Em termos de características do treinamento, destacam-se os resultados obtidos por Van der Locht, Dam e Chiaburu (2013). Esse estudo encontrou que o uso de elementos idênticos no treinamento (que contém situações e estratégias instrucionais com estímulos e respostas idênticas às encontradas no ambiente de trabalho) estão positivamente relacionados com os efeitos do treinamento sobre o comportamento dos egressos.

A agenda de pesquisa estrangeira não é tão diferente da brasileira. Zumrah (2015) sugeriu a realização de estudos longitudinais e mistos. Pham, Segers e Gijselaers (2012) sugeriram o uso de múltiplas fontes de informação e abordagens qualitativas, a fim de confirmar achados de pesquisas. Este estudo pretende, neste contexto, atender a essas recomendações, adotando um método qualitativo de avaliação com consulta a mais de uma fonte humana de informação.

 

Método

Este estudo foi realizado em uma agência reguladora. Os três treinamentos estudados foram oferecidos pela agência a servidores que estivessem atuando com a elaboração de normas e indicadores. Essa organização tem oferecido regularmente treinamentos aos servidores, mas não possuía, no momento da coleta de dados, um sistema estruturado de avaliação. Esta pesquisa adotou uma abordagem qualitativa de caráter descritivo, baseada em percepções dos participantes do treinamento e dos instrutores sobre o treinamento. Esse tipo de delineamento, de acordo com Sampieri, Collado e Lucio (2013), é recomendado quando visamos a compreender os fenômenos de interesse a partir do ponto de vista dos participantes.

Treinamentos estudados

Os três treinamentos avaliados foram presenciais. O curso Indicadores na Saúde (IS) foi ofertado para duas turmas e teve como objetivo geral capacitar os servidores para atuação em atividades de formulação de indicadores, monitoramento e avaliação. A carga horária do curso foi de 20 horas e contou com a participação de dois instrutores. O curso Redação de Normas (RN) foi oferecido para três turmas e teve como objetivo desenvolver habilidades de elaboração de textos normativos com o emprego das formalidades exigidas para redação, observando os princípios de clareza, coerência e boa fundamentação. A carga horária do curso foi de 20 horas e contou com apenas um instrutor. A Oficina de Metas e Indicadores (OF) foi ofertada a duas turmas e teve como objetivo discutir os conceitos de gestão, acompanhamento e avaliação de desempenho no setor público, indicadores, metas, bem como elaborar proposta de metas e indicadores individuais de desempenho. Teve duração de oito horas e contou com apenas um instrutor.

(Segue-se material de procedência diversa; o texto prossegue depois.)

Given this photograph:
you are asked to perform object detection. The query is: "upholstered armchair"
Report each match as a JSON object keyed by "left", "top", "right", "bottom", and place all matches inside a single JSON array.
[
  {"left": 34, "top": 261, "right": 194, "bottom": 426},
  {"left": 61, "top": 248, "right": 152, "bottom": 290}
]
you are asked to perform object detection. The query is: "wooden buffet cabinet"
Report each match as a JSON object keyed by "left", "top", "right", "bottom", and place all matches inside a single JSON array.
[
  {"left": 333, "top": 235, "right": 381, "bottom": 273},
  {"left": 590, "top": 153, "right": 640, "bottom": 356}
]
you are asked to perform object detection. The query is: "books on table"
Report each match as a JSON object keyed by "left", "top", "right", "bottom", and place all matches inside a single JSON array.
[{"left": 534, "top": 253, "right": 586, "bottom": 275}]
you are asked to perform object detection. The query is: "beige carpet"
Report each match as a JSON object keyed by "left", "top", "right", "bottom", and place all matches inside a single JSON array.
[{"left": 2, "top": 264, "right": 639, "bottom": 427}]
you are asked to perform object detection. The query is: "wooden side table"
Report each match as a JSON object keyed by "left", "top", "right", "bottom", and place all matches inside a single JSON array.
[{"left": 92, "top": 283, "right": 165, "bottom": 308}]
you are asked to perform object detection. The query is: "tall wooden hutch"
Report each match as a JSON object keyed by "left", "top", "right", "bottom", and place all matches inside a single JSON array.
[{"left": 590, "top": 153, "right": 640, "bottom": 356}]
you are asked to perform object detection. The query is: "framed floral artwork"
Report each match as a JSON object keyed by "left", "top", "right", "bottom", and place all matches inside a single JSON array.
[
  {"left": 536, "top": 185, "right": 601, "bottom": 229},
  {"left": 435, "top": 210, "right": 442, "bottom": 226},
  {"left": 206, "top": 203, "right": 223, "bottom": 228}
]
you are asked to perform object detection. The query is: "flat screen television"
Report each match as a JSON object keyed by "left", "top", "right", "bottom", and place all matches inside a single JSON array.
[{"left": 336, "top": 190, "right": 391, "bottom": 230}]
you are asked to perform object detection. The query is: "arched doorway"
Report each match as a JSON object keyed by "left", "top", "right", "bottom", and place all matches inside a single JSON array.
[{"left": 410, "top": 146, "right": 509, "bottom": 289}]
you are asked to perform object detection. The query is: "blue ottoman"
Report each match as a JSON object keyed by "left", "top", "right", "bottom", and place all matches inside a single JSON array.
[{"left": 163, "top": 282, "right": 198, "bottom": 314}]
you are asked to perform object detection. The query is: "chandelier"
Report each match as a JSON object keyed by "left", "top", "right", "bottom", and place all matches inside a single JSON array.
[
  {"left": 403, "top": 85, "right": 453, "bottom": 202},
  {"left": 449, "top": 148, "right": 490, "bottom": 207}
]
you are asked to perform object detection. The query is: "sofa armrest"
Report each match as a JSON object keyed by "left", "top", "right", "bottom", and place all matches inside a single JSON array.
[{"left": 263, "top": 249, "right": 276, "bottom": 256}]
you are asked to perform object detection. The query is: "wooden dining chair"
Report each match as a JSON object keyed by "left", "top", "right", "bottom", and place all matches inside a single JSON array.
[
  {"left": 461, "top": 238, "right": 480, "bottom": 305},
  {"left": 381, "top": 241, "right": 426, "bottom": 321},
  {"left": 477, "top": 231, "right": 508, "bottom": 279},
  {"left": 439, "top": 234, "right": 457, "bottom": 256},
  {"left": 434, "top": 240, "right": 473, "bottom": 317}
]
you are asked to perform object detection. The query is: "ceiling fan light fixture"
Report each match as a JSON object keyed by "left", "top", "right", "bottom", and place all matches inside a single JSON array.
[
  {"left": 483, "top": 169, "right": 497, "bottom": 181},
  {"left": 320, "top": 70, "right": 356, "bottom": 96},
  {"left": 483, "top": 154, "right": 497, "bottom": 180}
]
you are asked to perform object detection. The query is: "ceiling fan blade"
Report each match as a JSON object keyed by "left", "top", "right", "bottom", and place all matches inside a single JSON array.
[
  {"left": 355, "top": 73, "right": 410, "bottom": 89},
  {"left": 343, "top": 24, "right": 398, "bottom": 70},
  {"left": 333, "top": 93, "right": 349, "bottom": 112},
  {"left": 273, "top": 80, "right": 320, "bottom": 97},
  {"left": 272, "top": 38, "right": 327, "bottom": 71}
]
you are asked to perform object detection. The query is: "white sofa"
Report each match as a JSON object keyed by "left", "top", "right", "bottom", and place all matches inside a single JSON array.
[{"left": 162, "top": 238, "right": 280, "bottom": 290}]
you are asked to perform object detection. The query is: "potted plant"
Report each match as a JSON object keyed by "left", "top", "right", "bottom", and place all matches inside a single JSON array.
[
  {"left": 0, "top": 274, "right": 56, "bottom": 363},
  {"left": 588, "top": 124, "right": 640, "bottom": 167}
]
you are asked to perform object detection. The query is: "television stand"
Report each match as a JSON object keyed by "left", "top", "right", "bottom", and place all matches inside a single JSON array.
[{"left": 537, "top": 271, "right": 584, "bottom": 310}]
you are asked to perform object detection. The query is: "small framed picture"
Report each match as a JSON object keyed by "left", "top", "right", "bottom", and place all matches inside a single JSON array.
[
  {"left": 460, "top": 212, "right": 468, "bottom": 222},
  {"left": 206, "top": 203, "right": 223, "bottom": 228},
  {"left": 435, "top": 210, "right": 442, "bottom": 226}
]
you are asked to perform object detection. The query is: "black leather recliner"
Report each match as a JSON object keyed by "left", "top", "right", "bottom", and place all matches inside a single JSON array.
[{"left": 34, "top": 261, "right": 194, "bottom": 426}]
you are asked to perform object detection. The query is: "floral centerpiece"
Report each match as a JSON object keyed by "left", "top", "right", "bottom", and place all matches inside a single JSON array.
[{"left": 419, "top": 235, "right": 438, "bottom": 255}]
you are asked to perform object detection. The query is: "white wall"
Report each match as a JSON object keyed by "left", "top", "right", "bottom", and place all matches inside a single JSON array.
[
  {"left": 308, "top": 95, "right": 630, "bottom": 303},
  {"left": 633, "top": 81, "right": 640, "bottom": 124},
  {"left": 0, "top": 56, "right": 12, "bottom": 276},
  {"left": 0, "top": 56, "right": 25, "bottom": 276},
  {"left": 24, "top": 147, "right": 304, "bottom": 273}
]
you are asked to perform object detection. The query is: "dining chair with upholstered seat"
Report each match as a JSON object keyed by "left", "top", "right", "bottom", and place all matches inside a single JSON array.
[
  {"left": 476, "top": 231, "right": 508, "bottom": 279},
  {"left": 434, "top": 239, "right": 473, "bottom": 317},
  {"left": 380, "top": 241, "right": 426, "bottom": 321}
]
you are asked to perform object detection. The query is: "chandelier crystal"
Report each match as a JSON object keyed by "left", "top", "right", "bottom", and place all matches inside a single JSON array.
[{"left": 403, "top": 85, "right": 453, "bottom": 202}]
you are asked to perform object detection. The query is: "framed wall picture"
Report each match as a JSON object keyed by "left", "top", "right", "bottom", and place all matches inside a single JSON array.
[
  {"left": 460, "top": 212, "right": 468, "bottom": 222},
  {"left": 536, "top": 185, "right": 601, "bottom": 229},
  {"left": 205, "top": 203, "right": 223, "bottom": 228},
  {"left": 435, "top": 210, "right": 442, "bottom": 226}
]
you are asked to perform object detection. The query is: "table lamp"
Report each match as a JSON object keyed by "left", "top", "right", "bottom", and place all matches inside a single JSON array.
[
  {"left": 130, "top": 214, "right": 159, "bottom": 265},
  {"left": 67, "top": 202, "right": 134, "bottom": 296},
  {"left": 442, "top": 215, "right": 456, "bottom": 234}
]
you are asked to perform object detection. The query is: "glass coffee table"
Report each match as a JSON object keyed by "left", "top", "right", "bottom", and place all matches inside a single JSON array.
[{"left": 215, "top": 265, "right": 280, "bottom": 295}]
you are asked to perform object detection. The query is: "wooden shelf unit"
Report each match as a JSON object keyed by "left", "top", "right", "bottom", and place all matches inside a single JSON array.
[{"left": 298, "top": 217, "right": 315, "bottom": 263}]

Participantes das entrevistas e grupos focais

Participaram das entrevistas quatro instrutores, sendo dois deles do Curso IS, um do Curso de RN e um da OF. Os 37 participantes dos grupos focais foram escolhidos aleatoriamente em cada turma dos três cursos, resultando em sete grupos, sendo 10 participantes do curso de IS, 18 participantes do curso de RN e 9 participantes da OF.

Instrumentos

Para a coleta de dados, foram utilizados um roteiro para entrevista semiestruturada e um roteiro semiestruturado para grupo focal. O roteiro para entrevista contém sete questões indutoras: 1. Você considera adequada a análise de necessidade de treinamento que identificou a realização deste curso como prioritária para o ano de 2014? 2. Você analisa que há compatibilidade entre os participantes que foram atraídos para se inscrever no curso com o público alvo predefinido? 3. Você consegue identificar os fatores que contribuíram para os alunos com melhor desempenho durante o curso? 4. Quais características do curso favoreceram e quais dificultaram a aprendizagem? 5. Em quanto tempo após o treinamento é possível ver algum impacto? 6. Quais impactos esse curso terá no dia a dia de trabalho dos participantes? 7. Qual espaço e oportunidade os participantes terão para sugerir e implementar mudanças no dia a dia de trabalho a partir das novas aprendizagens?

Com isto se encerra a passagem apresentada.